结论:在任何时间点均未观察到阿奇霉素对肺功能z评分的影响,提示对肺功能无治疗作用。
背景:ClinicalTrials.govNCT02426112。首次注册于2015年4月24日。
方法:该研究使用了在马拉维和津巴布韦进行的一项双盲安慰剂对照试验的数据,该试验在6至19岁的CWH中进行了为期48周的阿奇霉素(BREATHES:ClinicalTrials.govNCT02426112),年龄为6至19岁,每秒用力呼气量(FEV1)z评分<-1.0。参与者在停止干预后有24周的进一步随访期。基线测量FEV1、用力肺活量(FVC)和FEV1/FVC,计算24、48和72周和z分数值。在每个随访时间点,使用广义估计方程(GEE)模型来确定阿奇霉素对肺功能z评分的平均影响。

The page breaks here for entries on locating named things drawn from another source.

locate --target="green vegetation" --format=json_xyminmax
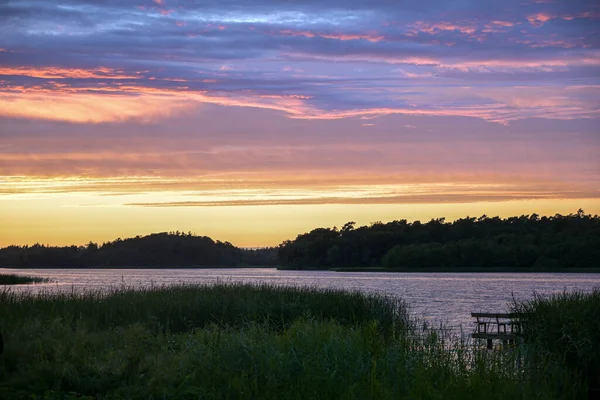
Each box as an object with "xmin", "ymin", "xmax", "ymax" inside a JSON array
[
  {"xmin": 0, "ymin": 284, "xmax": 585, "ymax": 399},
  {"xmin": 0, "ymin": 274, "xmax": 50, "ymax": 285},
  {"xmin": 512, "ymin": 288, "xmax": 600, "ymax": 398},
  {"xmin": 0, "ymin": 232, "xmax": 278, "ymax": 268},
  {"xmin": 279, "ymin": 210, "xmax": 600, "ymax": 271}
]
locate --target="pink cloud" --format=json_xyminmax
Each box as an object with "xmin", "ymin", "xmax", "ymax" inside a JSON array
[{"xmin": 527, "ymin": 13, "xmax": 556, "ymax": 27}]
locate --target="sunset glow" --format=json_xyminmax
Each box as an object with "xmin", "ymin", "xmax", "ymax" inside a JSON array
[{"xmin": 0, "ymin": 0, "xmax": 600, "ymax": 246}]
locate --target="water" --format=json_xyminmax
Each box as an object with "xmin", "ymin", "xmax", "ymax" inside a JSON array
[{"xmin": 0, "ymin": 268, "xmax": 600, "ymax": 331}]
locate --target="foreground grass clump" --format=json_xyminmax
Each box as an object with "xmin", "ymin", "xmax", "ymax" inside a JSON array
[
  {"xmin": 513, "ymin": 288, "xmax": 600, "ymax": 398},
  {"xmin": 0, "ymin": 285, "xmax": 583, "ymax": 399},
  {"xmin": 0, "ymin": 274, "xmax": 50, "ymax": 285}
]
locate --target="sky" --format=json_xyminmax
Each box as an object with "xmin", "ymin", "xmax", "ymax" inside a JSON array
[{"xmin": 0, "ymin": 0, "xmax": 600, "ymax": 246}]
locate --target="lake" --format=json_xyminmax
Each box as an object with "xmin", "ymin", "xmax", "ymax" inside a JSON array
[{"xmin": 0, "ymin": 268, "xmax": 600, "ymax": 331}]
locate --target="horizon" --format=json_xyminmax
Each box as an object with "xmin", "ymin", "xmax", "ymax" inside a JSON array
[
  {"xmin": 0, "ymin": 0, "xmax": 600, "ymax": 248},
  {"xmin": 0, "ymin": 208, "xmax": 598, "ymax": 250}
]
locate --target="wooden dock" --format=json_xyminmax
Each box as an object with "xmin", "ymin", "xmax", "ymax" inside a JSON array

结果:总体而言,347名青少年(51%为男性,中位年龄15岁)被随机分配到阿奇霉素或安慰剂组。ART的中位持续时间为6.2(四分位间距:3.8-8.6)年,基线时56.2%的HIV病毒载量<1000拷贝/ml。在基线,平均FEV1z评分为-2.0(0.7),44.7%(n=155)的FEV1z评分<-2,10.1%的患者有微生物学证据表明阿奇霉素耐药.在两个审判武器中,FEV1和FVCz-得分改善了24周,但此后似乎下降。阿奇霉素和安慰剂组之间的FEV1z评分的调整后的总体平均差异为0.004[-0.08,0.09],表明没有阿奇霉素效应,这对于其他肺功能参数是相似的。没有证据表明阿奇霉素效应和基线年龄之间存在相互作用,肺功能,阿奇霉素耐药性或HIV病毒载量。
结论:在任何时间点均未观察到阿奇霉素对肺功能z评分的影响,提示对肺功能无治疗作用。
背景:ClinicalTrials.govNCT02426112。首次注册于2015年4月24日。